Matilda Auchincloss Brownell (October 19, 1871 – September 15, 1966) was an American Impressionist painter and portraitist.

==Early life and education==
Born into an upper class, well-connected family in New York City, Matilda Auchincloss Brownell was the daughter of New York City Bar Association Secretary Silas B. Brownell (1830-1918) and Sarah Stoddard Sheffield (1845-1922). Her paternal lineage traces back to Colonial settlers who came to New England in 1638. In 1894 Brownell attended the Shinnecock Hills Summer School of Art, where she was a student of William Merritt Chase. During this same time period she also studied at the Art Students League of New York with Chase and formed a lasting friendship with Mary Cassatt, as evidenced in several letters written in the 1890s. Brownell then traveled to Paris to continue her studies at the Académie Colarossi and was a student of Frederick William MacMonnies. During her time abroad, Matilda visited many countries, including Italy and England, in the tradition of the Grand Tour. In Paris, Brownell met a fellow student and gifted sculptor named Janet Scudder. The two would become close friends, with Brownell's father Silas eventually helping to secure the struggling Scudder her first major commission to design the seal for the New York City Bar Association. In 1898 Brownell and Scudder returned to Paris together, living in an 18th-century house on Boulevard Raspail and once again attending Académie Colarossi, where the pair would draw from life in the evenings.

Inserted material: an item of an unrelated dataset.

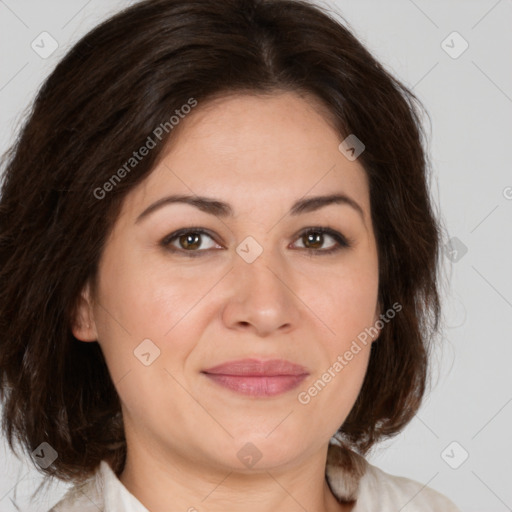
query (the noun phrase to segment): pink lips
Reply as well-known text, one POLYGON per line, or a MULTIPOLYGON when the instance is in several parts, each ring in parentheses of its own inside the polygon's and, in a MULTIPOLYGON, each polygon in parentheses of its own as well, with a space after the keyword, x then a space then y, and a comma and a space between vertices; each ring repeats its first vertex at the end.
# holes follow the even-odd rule
POLYGON ((276 396, 297 387, 309 372, 284 359, 240 359, 207 370, 207 377, 228 389, 250 396, 276 396))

==Exhibitions and Museum Collections==
After her return to America, Miss Brownell (who never married) would go on to exhibit at the National Academy of Design in New York, The Panama–Pacific International Exposition of 1915, the Corcoran Gallery of Art in Washington D.C., The Society of Independent Artists, the Art Institute of Chicago, and the Pennsylvania Academy of the Fine Arts, among other New York City galleries and a London exhibition in 1921, where critics praised her "clever still-life paintings." At the Panama-Pacific International Exposition, the celebrated American painter Mary Foote exhibited a "quiet, restful portrait of Miss Matilda Brownell." Barnard College purchased Brownell's portrait of Dean Gildersleeve in 1920 after the painting was exhibited at Knoedler Galleries in New York City. The Brooklyn Museum acquired a still life by Brownell in 1930, and the Metropolitan Museum of Art acquired her "Spring, Luxembourg Garden" (1902) in 1966.